Jeśli zdecydujemy się na sztuczne oddychanie, wykonujemy je przemiennie z masażem. Po 30 uciśnięciach powinny nastąpić 2 wdechy. Aby prawidłowo wykonać wdech należy położyć dłoń na czole poszkodowanego, palcami wskazującym i kciukiem zatkać jego nos, nabrać powietrza w płuca, przyłożyć usta, do ust poszkodowanego i wdmuchiwać powietrze przez około 1 sekundę. Jednocześnie powinniśmy obserwować, czy unosi się klatka piersiowa. Jeśli nie, możliwe, że w ustach poszkodowanego znajdują się ciała obce, na przykład ruchome części protez. Należy je koniecznie usunąć, oczywiście pod kontrolą wzroku.

Czy w przypadku dzieci zachowujemy się podobnie?

U dzieci w pierwszej kolejności stosujemy oddech, a dopiero później masaż serca. Po pięciu wdechach powinno nastąpić 30 ucisków, na głębokość stanowiącą jedną trzecią głębokości klatki piersiowej. Częstotliwość taka sama jak u dorosłych. W przypadku niemowląt masaż prowadzimy dwoma palcami. U dzieci starszych, jedną lub dwoma dłońmi. 

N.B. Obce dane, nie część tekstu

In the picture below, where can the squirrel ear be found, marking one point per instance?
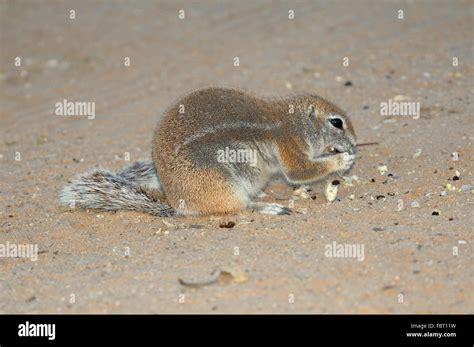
(311, 111)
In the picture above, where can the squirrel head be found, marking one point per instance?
(333, 126)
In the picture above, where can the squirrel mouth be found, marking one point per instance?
(332, 150)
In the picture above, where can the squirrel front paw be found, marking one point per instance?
(342, 161)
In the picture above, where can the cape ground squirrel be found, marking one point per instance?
(216, 149)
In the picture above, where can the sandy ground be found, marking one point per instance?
(92, 261)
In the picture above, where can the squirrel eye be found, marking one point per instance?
(336, 122)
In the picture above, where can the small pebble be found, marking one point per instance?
(382, 169)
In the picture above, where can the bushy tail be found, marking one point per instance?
(136, 188)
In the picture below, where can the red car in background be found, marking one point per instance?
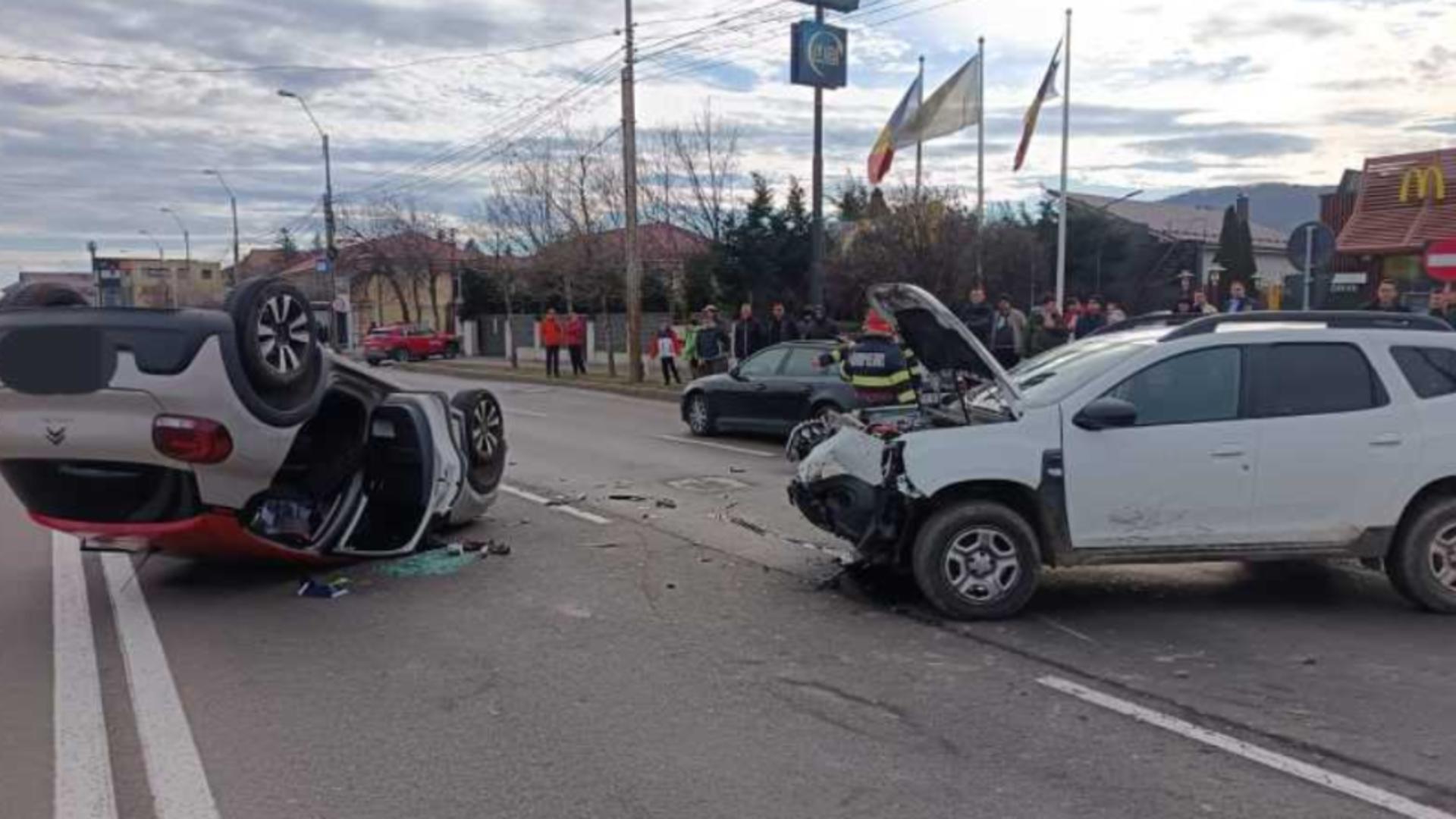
(408, 343)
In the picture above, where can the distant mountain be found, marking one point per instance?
(1273, 205)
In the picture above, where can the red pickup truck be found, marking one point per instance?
(408, 343)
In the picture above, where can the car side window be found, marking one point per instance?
(764, 365)
(1310, 379)
(802, 363)
(1430, 371)
(1193, 388)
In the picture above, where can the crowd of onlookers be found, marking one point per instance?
(710, 343)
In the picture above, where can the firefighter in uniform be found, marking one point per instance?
(877, 366)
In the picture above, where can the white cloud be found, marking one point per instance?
(1165, 96)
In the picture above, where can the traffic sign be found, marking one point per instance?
(1440, 260)
(820, 55)
(1320, 246)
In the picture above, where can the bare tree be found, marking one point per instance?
(707, 156)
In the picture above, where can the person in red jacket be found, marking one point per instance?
(577, 343)
(552, 335)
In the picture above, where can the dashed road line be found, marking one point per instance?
(83, 783)
(1280, 763)
(723, 447)
(560, 507)
(175, 773)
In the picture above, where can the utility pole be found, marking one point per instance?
(817, 231)
(331, 249)
(634, 284)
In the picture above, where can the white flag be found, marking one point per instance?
(952, 107)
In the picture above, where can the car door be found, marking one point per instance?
(743, 397)
(1334, 449)
(792, 387)
(1183, 474)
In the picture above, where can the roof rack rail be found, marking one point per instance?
(1334, 319)
(1161, 318)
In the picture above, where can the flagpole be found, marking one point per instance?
(981, 155)
(1062, 200)
(919, 145)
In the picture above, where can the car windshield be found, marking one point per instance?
(1053, 375)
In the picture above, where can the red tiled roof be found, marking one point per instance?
(1391, 216)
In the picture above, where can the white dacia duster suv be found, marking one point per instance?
(1256, 436)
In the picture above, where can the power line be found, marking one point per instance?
(66, 61)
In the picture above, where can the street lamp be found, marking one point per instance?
(232, 200)
(331, 253)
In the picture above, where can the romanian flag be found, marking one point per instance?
(893, 134)
(1047, 91)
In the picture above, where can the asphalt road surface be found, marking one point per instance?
(674, 651)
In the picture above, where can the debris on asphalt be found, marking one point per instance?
(748, 525)
(427, 564)
(324, 589)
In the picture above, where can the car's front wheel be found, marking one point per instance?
(1423, 564)
(484, 438)
(977, 560)
(701, 416)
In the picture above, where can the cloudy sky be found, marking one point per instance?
(419, 96)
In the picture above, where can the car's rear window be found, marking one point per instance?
(1430, 371)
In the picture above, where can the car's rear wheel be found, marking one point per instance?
(1423, 564)
(977, 560)
(277, 335)
(44, 295)
(484, 438)
(701, 416)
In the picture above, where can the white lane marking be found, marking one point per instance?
(83, 784)
(723, 447)
(175, 773)
(1331, 780)
(563, 509)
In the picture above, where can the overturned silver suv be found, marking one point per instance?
(1254, 436)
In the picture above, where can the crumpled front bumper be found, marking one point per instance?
(842, 488)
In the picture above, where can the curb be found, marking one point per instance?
(514, 376)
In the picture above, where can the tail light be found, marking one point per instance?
(196, 441)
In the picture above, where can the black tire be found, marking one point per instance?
(484, 438)
(977, 560)
(701, 419)
(44, 295)
(1423, 564)
(277, 338)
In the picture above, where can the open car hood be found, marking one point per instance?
(938, 338)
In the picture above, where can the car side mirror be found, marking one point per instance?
(1107, 413)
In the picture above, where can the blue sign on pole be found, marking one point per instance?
(820, 55)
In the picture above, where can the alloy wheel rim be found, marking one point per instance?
(982, 564)
(283, 334)
(1443, 557)
(485, 430)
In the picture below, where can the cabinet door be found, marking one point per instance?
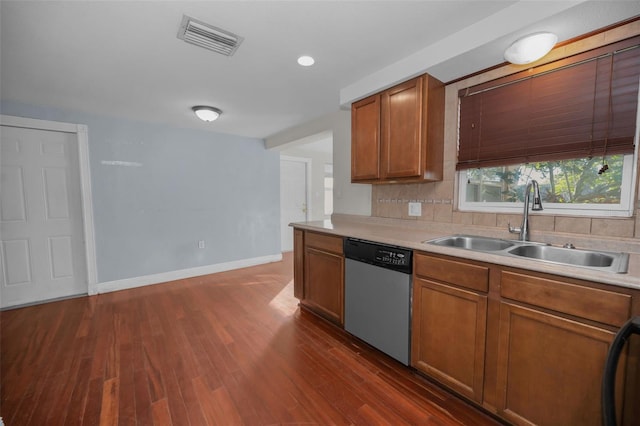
(448, 336)
(402, 130)
(365, 139)
(550, 368)
(298, 263)
(324, 283)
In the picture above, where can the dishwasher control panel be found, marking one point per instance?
(392, 256)
(386, 256)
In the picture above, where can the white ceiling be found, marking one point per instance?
(123, 59)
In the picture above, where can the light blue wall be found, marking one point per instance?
(192, 185)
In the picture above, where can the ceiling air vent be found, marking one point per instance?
(207, 36)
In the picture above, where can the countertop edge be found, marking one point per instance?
(414, 239)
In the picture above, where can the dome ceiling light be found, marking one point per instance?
(306, 61)
(530, 48)
(206, 113)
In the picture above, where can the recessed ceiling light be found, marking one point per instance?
(306, 61)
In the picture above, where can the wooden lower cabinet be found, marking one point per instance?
(529, 347)
(550, 368)
(448, 338)
(298, 263)
(323, 276)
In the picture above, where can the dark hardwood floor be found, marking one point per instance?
(225, 349)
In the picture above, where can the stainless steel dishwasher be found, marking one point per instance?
(378, 296)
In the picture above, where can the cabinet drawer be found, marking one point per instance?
(603, 306)
(324, 242)
(461, 274)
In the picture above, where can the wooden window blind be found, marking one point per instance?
(581, 106)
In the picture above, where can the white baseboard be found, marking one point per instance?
(129, 283)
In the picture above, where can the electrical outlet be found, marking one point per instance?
(415, 209)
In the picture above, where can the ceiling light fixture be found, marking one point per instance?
(206, 113)
(306, 61)
(530, 48)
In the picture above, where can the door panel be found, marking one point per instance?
(41, 224)
(293, 198)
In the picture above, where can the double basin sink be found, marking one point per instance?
(596, 260)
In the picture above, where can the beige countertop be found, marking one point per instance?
(412, 235)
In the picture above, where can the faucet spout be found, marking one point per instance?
(523, 230)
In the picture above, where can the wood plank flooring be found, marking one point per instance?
(231, 348)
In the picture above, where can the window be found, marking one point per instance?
(566, 186)
(571, 125)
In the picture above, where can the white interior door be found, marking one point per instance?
(41, 223)
(294, 205)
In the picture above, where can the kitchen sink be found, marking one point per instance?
(573, 257)
(472, 242)
(592, 259)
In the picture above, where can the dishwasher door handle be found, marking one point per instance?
(609, 378)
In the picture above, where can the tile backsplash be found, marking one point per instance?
(391, 201)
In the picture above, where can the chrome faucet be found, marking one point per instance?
(523, 230)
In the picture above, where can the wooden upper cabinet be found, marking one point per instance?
(365, 139)
(398, 135)
(402, 130)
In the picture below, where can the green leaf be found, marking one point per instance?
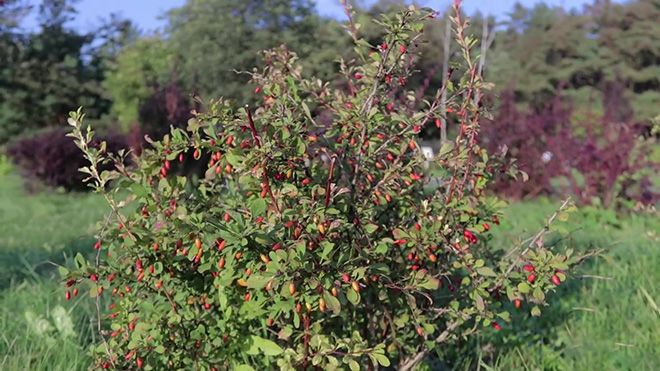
(233, 159)
(486, 271)
(370, 228)
(430, 283)
(63, 271)
(479, 301)
(382, 359)
(538, 294)
(258, 281)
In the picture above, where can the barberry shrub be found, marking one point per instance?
(597, 159)
(308, 245)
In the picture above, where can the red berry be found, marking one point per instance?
(556, 280)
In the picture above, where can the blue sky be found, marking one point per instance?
(146, 13)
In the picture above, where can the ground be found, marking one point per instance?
(606, 318)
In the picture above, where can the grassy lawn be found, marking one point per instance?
(39, 330)
(607, 318)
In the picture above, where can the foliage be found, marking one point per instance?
(308, 245)
(139, 69)
(53, 159)
(44, 75)
(43, 332)
(164, 108)
(608, 314)
(545, 46)
(596, 159)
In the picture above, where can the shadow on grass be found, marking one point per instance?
(18, 264)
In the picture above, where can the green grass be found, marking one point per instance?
(606, 322)
(606, 318)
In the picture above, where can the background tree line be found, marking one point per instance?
(603, 60)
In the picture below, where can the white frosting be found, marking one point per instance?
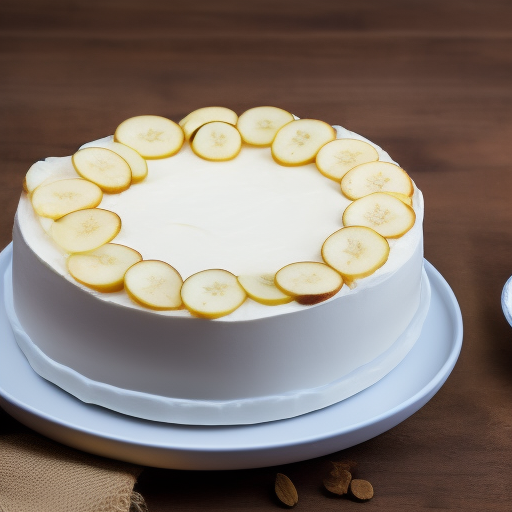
(259, 363)
(247, 215)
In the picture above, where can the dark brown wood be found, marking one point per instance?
(430, 81)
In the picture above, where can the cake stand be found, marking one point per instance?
(54, 413)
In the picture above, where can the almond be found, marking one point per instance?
(285, 491)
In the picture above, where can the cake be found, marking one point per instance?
(231, 282)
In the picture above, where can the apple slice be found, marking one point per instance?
(262, 289)
(382, 212)
(65, 196)
(154, 284)
(376, 177)
(337, 157)
(104, 167)
(85, 230)
(309, 282)
(355, 252)
(212, 293)
(201, 116)
(298, 142)
(151, 136)
(405, 199)
(138, 165)
(217, 141)
(104, 268)
(258, 126)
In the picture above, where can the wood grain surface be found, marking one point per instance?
(430, 81)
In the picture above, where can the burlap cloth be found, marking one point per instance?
(39, 475)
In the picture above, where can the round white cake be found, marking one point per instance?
(249, 215)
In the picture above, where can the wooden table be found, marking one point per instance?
(430, 81)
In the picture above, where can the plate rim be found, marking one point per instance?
(405, 408)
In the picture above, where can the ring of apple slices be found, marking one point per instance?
(381, 193)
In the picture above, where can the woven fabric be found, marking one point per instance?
(39, 475)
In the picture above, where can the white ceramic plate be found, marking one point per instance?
(47, 409)
(506, 300)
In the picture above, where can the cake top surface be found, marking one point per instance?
(248, 215)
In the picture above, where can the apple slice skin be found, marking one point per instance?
(350, 240)
(262, 289)
(140, 132)
(137, 163)
(103, 258)
(197, 290)
(315, 297)
(103, 167)
(91, 220)
(156, 273)
(405, 199)
(346, 154)
(289, 140)
(63, 197)
(258, 126)
(198, 118)
(352, 215)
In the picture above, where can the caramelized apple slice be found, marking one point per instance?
(258, 126)
(217, 141)
(154, 284)
(337, 157)
(65, 196)
(384, 213)
(355, 252)
(104, 167)
(201, 116)
(298, 142)
(137, 164)
(212, 293)
(151, 136)
(309, 282)
(376, 177)
(104, 268)
(262, 289)
(85, 230)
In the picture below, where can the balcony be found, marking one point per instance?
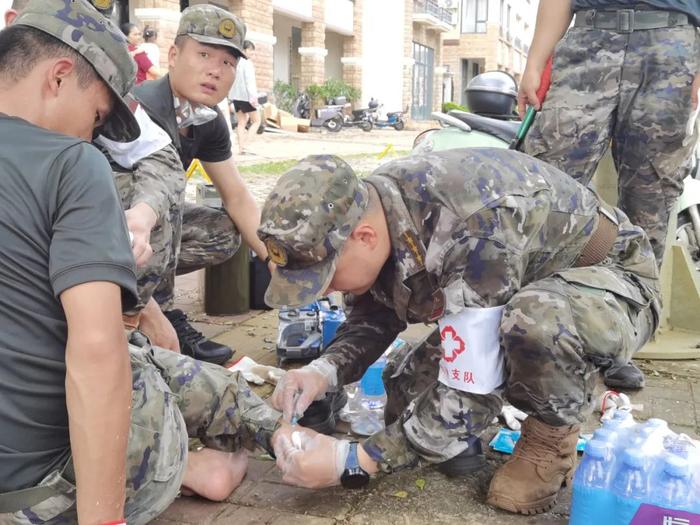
(339, 16)
(428, 12)
(295, 9)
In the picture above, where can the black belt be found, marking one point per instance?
(628, 20)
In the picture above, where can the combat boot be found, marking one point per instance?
(543, 461)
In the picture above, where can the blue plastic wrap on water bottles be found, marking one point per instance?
(637, 474)
(365, 409)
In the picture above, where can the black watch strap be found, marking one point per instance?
(354, 476)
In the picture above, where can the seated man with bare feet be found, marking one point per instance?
(94, 430)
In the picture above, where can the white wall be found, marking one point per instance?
(333, 66)
(382, 29)
(282, 29)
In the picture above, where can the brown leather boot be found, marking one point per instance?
(543, 461)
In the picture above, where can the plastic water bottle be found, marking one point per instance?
(673, 487)
(332, 319)
(372, 398)
(592, 502)
(372, 386)
(630, 486)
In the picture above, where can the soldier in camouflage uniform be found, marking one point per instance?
(428, 237)
(184, 237)
(102, 434)
(621, 79)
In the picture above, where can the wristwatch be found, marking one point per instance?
(354, 476)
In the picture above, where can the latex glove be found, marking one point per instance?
(512, 416)
(527, 91)
(140, 220)
(158, 328)
(309, 459)
(299, 388)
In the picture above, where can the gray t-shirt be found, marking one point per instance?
(689, 7)
(61, 225)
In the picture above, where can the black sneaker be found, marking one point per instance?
(322, 415)
(465, 463)
(194, 344)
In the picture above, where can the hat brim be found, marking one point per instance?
(218, 42)
(121, 125)
(296, 288)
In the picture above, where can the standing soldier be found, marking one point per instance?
(181, 122)
(626, 75)
(531, 279)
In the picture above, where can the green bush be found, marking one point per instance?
(447, 106)
(285, 95)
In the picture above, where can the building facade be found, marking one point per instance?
(488, 35)
(390, 50)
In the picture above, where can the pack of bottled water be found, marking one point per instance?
(637, 474)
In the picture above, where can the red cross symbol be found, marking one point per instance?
(452, 344)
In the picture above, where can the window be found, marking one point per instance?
(474, 16)
(501, 16)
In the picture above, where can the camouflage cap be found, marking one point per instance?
(78, 24)
(209, 24)
(310, 213)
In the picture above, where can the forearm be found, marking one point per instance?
(98, 398)
(553, 19)
(158, 180)
(245, 214)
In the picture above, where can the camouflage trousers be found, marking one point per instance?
(554, 333)
(186, 238)
(631, 91)
(173, 397)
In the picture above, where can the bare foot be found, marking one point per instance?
(213, 474)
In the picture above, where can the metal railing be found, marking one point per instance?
(431, 7)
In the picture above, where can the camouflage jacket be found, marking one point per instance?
(469, 228)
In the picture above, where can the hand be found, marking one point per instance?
(140, 220)
(309, 459)
(527, 92)
(297, 390)
(512, 416)
(158, 328)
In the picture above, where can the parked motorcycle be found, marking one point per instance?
(394, 119)
(360, 118)
(460, 129)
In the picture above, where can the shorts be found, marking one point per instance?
(243, 106)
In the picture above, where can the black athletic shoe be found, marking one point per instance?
(465, 463)
(322, 415)
(194, 344)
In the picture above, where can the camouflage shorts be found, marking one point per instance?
(173, 396)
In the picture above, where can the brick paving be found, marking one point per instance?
(672, 393)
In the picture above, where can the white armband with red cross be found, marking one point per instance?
(472, 360)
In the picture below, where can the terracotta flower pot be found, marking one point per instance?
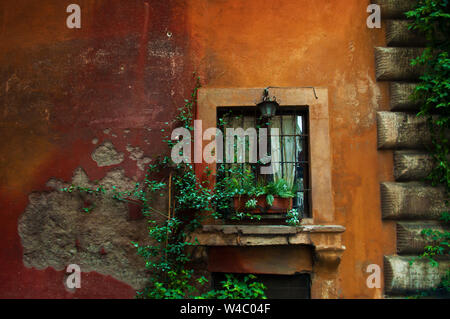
(279, 205)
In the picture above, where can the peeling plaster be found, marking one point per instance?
(55, 232)
(107, 155)
(136, 154)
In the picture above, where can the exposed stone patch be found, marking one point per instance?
(107, 155)
(136, 154)
(55, 232)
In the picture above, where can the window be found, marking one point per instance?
(288, 148)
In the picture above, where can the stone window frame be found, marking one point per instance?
(316, 100)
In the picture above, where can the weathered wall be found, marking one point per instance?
(313, 43)
(64, 93)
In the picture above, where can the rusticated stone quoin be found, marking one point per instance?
(400, 100)
(411, 200)
(410, 239)
(394, 9)
(402, 131)
(412, 165)
(398, 35)
(401, 278)
(394, 64)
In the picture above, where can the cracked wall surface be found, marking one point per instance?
(106, 155)
(56, 232)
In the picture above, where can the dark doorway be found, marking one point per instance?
(277, 286)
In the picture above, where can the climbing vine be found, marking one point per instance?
(432, 19)
(169, 255)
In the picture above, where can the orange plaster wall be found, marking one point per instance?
(257, 43)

Jak długo należy prowadzić masaż serca i ewentualnie sztuczne oddychanie? 

To naprawdę duży wysiłek, więc zalecane jest, aby ratownicy zmieniali się co dwie minuty. Akcję ratowniczą prowadzimy dopóki poszkodowany nie zacznie sam oddychać lub do przybycia kwalifikowanej pomocy. W ostateczności możemy ją zakończyć, gdy nie będziemy mieli sił prowadzić jej dalej.